Ama...ama Harry'nin başı normal hissetmek için fazla ağrıyordu. Aklında bin bir farklı düşünce dönüp dolanıyordu ve Harry hiçbirinin normal olmadığından emindi. Daha iki-üç hafta önce gününü dükkanında dikilmiş, hayatında hiç duymadığı sanatçıların albümlerini raflara yerleştirerek geçiriyordu. Arkadaşları vardı. Bir erkek arkadaşı. Harry gözlerini sıkıca yumdu. Onun bir erkek arkadaşı vardı. Her şeyden önce bir annesi. Aman Tanrım- annesi- annesi ne düşünüyordu acaba? Harry yaklaşık bir haftadır eve adımını bile atmamıştı- konuşmamışlardı bile! Acaba bir kayıp ilanı vermiş miydi? Evde tek başına ağlıyor muydu? Harry için endişeleniyor muydu?

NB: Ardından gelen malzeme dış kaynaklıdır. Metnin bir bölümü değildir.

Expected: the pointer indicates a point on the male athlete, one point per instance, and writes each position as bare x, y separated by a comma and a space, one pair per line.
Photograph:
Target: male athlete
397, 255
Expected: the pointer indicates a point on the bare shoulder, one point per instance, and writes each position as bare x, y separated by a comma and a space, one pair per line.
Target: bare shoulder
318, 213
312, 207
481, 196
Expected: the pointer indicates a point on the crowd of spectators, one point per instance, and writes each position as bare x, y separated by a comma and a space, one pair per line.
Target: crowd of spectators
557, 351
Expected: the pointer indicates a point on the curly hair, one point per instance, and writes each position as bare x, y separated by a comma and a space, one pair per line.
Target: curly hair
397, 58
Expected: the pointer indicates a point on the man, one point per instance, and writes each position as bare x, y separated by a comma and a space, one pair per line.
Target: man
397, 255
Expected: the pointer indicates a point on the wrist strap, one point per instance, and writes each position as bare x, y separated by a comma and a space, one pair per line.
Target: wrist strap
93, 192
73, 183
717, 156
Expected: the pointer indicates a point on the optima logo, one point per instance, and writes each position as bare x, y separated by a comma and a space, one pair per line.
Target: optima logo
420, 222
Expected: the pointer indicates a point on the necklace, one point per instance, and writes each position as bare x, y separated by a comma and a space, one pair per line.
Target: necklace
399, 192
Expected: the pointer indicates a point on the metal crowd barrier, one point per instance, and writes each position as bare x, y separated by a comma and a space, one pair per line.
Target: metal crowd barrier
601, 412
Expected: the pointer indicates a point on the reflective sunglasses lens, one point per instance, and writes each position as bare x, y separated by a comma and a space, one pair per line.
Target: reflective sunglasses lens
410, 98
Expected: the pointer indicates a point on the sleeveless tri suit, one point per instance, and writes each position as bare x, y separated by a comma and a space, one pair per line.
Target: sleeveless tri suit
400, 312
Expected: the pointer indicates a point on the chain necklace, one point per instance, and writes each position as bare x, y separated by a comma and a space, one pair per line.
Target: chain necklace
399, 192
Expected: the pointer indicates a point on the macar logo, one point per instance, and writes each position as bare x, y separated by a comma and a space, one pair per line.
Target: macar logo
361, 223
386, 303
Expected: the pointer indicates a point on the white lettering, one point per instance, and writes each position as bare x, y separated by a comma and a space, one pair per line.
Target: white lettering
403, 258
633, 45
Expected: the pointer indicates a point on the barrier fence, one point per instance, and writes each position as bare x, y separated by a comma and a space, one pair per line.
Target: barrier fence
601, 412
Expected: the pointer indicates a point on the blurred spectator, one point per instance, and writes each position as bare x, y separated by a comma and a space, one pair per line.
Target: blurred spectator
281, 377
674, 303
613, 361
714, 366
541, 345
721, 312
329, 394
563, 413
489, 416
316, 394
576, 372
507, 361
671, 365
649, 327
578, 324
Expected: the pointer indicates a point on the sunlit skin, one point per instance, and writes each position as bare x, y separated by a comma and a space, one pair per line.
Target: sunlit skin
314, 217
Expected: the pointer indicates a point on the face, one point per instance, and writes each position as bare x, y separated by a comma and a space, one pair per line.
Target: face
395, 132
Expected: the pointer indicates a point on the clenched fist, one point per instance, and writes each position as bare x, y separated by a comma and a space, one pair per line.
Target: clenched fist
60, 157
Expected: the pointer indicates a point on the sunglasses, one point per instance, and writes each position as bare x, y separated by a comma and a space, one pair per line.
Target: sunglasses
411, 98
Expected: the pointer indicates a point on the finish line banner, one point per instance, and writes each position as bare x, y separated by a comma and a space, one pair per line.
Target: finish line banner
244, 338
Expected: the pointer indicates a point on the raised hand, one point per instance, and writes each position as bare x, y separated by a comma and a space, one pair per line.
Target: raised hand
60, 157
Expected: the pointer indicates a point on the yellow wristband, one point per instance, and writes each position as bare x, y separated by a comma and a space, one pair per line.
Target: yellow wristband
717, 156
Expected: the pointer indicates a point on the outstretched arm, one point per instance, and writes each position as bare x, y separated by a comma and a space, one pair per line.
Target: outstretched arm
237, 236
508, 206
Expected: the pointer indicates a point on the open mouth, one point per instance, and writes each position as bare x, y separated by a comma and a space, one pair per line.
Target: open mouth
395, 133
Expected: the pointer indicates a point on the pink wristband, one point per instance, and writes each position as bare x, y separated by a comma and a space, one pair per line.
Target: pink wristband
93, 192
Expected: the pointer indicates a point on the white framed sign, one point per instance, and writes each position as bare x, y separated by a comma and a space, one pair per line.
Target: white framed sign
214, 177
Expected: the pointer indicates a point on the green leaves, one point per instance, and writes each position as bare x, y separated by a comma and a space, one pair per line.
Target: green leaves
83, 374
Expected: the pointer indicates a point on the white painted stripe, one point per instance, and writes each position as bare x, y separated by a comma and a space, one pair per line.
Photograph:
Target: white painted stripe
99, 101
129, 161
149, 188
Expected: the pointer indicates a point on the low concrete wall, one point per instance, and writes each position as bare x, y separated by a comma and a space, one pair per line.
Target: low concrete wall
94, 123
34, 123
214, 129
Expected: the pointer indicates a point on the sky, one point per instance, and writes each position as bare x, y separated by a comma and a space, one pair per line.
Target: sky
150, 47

Muhtemelen Harry'nin içinde olduğu durumu bilmek onu hiç bilmemekten daha çok endişelendirirdi. Annesini aramalıydı. Niall. Nick. Dükkanına ne olmuştu? Hayatı son zamanlarda öyle bir karmaşaya dönmüştü ki...artık hiçbir şeyin üzerinde kontrole sahip değildi ve Harry kontrolü severdi. Otoriteyi severdi. Her şeyine hakim bir insandı o. O hayatını yönetirdi, hayatı onu değil. 

Yani, şey, eskiden.

Eskiden.

Harry arkasındaki duvara başını yaslayıp derin bir nefes aldı. Annesine ulaşmalıydı. Ne diyeceği hakkında hiçbir fikri yoktu, ama en yakın zamanda ulaşmalıydı işte. 

"Merhaba,"

Harry gözlerini aralayıp başını sesin geldiği yöne doğru çevirdi. Louis kapının önünde dikilmiş, tek eliyle araladığı kapıyı tutarken diğer eliyle de gergince tişörtünün yakasıyla oynuyordu. Sesi yumuşak ve kısıktı. Saçları dağılmıştı ve Harry'nin yapmak istediği tek şey ellerini onun saçlarının arasından geçirmekti, mümkünse tüm gün. Üzerindeki mavi kazak sadece adeta bir okyanusu yansıtan gözlerini ortaya çıkarmakla kalmıyor ama aynı zamanda biraz da büyük geliyordu. Kazağı köprücük kemiklerini açıkta bırakıyor ve kolları ufak ellerinin hemen üzerinde bitiyordu. Harry hayatında ondan daha güzel hiç kimseyi görmemişti.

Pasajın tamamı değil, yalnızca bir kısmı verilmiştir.